Uphusen – Uphusens Dorfgemeinschaftsfest, das in den Vorjahren mehr von seiner Tradition als vom öffentlichen Interesse lebte, hat an diesem Wochenende wieder an Attraktivität gewonnen.

Schon am Freitagabend geriet die Kinderdisco in der Sporthalle mit einem ausgeklügelten Lichtkonzept und jeder Menge Vorarbeit der örtlichen Vereine und Institutionen – TB Uphusen, Feuerwehr, Schützenverein, DRK – zu einem Erfolg. „Die Halle“, so Sven Prekel, Vorsitzender des Schützenvereins, „war gut gefüllt und die Stimmung großartig.“ Dieser Trend setzte sich am Samstagnachmittag fort.

Der Festumzug im Rahmen des Uphuser Erntefestes war in den Vorjahren eine Pflichtübung für einige Unentwegte gewesen. Diesmal hatten insgesamt zwölf Festwagen gemeldet, dazu diverse Fuß- und Kindergruppen sowie eine gehörige Anzahl von Treckerfahrern, die mit ihren Lanz Bulldogs über die örtlichen Straßen tuckerten.

Die Flintstones waren auch dabei.

Unter den Zuschauern war der unvermutete Wandel des Festes bestimmendes Thema. Zwei von etlichen Stimmen: „So viele Teilnehmer gab es seit Jahren nicht mehr“ und „Oma hat gesagt, hier ist nichts los!?“ Oma hatte sich geirrt, weil sie vermutlich die jüngere Vergangenheit vor Augen hatte.

Ein Erntebrautpaar jedoch gab es am Samstag nicht zu sehen: „Wir haben einfach keines gefunden“, erklärte Prekel. Die Aussicht, ein Gedicht vortragen und miteinander tanzen zu müssen, reichte für eine Absage.

Diese Indianer wandelten auf dem Pfad des Friedens. 

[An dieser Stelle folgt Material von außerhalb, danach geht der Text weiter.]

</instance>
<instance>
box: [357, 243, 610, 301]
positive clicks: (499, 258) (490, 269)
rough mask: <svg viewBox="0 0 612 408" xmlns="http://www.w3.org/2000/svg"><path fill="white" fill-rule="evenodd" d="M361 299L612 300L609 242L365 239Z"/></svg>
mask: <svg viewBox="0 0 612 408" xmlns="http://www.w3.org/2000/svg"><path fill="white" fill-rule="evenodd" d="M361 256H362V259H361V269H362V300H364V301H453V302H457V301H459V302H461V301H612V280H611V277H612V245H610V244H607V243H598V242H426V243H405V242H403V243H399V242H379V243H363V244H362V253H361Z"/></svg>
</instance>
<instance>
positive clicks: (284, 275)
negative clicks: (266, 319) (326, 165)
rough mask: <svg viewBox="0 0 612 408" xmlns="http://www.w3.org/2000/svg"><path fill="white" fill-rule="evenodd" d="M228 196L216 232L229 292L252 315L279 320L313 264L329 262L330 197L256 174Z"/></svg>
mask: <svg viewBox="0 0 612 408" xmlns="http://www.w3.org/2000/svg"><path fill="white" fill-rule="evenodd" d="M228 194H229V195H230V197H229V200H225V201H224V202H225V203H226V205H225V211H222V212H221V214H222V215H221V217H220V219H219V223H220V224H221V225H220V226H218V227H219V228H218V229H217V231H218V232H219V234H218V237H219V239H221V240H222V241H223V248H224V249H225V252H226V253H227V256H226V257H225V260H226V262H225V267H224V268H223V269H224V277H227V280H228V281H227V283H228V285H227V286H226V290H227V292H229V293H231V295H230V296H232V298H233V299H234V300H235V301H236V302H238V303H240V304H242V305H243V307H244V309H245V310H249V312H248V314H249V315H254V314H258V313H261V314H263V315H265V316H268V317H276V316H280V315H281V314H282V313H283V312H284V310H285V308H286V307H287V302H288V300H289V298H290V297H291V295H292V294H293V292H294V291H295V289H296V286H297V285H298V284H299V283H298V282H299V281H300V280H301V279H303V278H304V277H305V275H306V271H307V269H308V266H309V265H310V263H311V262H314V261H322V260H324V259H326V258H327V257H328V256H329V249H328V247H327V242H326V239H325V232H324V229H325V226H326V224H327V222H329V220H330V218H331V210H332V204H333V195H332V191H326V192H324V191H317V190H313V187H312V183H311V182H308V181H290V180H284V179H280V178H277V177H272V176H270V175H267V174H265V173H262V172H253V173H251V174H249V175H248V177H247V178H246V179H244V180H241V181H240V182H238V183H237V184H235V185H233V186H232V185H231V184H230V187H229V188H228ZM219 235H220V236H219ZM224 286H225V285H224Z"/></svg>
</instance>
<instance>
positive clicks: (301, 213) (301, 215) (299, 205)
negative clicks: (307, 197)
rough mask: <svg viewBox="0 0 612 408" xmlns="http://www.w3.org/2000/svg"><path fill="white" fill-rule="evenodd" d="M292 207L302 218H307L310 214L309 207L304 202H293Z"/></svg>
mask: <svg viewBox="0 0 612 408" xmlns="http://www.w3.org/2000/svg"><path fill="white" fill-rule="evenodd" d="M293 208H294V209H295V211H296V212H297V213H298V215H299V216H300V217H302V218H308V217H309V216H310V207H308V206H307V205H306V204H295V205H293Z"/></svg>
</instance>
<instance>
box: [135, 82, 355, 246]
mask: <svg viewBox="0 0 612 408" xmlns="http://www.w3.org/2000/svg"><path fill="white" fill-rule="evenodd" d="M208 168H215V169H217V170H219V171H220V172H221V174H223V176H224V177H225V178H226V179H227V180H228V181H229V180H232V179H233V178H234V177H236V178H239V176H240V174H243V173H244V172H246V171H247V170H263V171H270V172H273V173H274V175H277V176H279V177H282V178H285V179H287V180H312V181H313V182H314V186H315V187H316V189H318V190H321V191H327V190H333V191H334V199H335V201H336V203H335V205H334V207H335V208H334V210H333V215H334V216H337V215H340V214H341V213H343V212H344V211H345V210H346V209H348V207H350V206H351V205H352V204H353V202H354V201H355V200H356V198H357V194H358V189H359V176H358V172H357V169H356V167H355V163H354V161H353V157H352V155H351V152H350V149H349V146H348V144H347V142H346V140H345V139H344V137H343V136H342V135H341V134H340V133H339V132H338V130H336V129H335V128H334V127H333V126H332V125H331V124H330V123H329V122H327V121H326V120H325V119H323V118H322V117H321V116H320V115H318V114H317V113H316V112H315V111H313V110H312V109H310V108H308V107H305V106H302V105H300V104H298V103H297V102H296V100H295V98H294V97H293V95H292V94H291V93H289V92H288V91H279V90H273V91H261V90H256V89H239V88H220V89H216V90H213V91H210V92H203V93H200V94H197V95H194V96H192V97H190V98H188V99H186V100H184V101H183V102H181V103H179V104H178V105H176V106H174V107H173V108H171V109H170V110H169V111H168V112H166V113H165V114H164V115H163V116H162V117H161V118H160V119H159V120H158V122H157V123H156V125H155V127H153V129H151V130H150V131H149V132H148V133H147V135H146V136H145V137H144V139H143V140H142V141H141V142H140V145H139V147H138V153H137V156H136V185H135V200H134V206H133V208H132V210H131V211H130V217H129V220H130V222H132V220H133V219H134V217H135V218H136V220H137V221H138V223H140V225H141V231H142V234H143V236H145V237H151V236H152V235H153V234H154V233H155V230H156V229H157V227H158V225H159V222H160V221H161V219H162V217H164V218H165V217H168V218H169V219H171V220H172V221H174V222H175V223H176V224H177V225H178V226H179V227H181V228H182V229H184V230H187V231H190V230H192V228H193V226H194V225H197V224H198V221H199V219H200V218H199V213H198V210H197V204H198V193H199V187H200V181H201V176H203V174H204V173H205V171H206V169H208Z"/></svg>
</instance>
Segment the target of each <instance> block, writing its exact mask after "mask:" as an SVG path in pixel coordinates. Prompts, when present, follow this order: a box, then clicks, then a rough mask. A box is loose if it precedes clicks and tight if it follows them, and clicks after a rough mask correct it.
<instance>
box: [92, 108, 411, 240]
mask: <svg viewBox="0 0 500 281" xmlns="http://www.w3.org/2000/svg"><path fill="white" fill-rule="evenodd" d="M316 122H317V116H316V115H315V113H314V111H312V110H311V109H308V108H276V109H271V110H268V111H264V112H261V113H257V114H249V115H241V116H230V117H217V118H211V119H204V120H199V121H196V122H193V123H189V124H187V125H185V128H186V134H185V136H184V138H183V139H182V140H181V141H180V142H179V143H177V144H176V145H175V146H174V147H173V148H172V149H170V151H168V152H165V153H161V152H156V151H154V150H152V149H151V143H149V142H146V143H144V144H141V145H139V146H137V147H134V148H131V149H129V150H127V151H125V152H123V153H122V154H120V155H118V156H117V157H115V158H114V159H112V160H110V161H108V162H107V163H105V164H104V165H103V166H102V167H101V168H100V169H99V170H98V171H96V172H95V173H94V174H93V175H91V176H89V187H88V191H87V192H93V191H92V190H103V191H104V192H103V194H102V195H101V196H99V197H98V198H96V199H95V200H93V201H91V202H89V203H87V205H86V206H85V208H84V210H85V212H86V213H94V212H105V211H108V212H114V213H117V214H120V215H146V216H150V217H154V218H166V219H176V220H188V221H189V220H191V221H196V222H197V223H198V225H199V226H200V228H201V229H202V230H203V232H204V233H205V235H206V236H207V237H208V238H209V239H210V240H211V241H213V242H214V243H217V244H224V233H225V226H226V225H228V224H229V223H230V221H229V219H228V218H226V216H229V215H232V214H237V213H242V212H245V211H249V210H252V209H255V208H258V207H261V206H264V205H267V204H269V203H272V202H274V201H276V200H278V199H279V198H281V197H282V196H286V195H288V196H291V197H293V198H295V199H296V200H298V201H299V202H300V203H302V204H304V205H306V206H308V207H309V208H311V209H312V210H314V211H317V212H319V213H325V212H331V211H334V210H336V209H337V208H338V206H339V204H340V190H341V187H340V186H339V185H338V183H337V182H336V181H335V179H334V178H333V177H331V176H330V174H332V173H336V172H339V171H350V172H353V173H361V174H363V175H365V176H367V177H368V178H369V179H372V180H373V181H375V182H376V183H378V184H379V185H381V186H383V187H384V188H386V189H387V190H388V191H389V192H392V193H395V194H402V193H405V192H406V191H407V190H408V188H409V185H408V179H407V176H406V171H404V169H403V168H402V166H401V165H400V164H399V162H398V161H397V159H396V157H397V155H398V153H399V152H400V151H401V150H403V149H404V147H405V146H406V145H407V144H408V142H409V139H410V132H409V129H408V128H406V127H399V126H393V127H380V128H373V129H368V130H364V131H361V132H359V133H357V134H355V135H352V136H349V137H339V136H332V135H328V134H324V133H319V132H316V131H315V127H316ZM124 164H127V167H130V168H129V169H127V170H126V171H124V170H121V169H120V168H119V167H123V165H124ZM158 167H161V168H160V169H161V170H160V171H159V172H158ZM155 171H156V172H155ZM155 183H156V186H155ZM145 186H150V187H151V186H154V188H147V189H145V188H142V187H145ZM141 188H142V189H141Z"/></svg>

Wochenlang war an den Wagen für den Umzug geschraubt, geleimt und dekoriert worden. Die Wertschätzung des staunenden Volkes war den Wagenbauern gewiss. Die Gefährte überzeugten mit handwerklicher Präzision und Einfallsreichtum. Ebenso die Kostüme. Ein Stamm freundlicher Ureinwohner beschritt den Pfad für den Weltfrieden, unterdessen kaperten viele Piraten an diesem Nachmittag nichts anderes als die Herzen des Publikums. Gar nicht cool und unnahbar gaben sich die Dorfroboter. Die Computer-Darsteller kämpften zwar mit ihrer sperrigen Verkleidung, vergaßen darüber aber nicht, Süßigkeiten unters Volk zu verteilen. Das war ganz im Sinne von Robin Hood, der immer noch für die Entrechteten kämpft und dabei nicht von Pfeil und Bogen lassen will. Neuere Gerätschaften hingegen nutzten Bob, der Bauarbeiter und eine uniformierte Gruppe von Flugbegleitern.

Bei der Prämierung der Festwagen gab es zwei erste Plätze. Sie wurden belegt von der „Familie Feuerstein“ und „Robin Hood“. Es folgten die „Traumfänger“ und die Uphuser Dorfroboter. Bei der Fußgruppe triumphierte der „Uphuser Orden der lustigen Schwestern“, bei den Kindergruppen die Fußgruppe „Lenke-Schlesinger-Hexen“.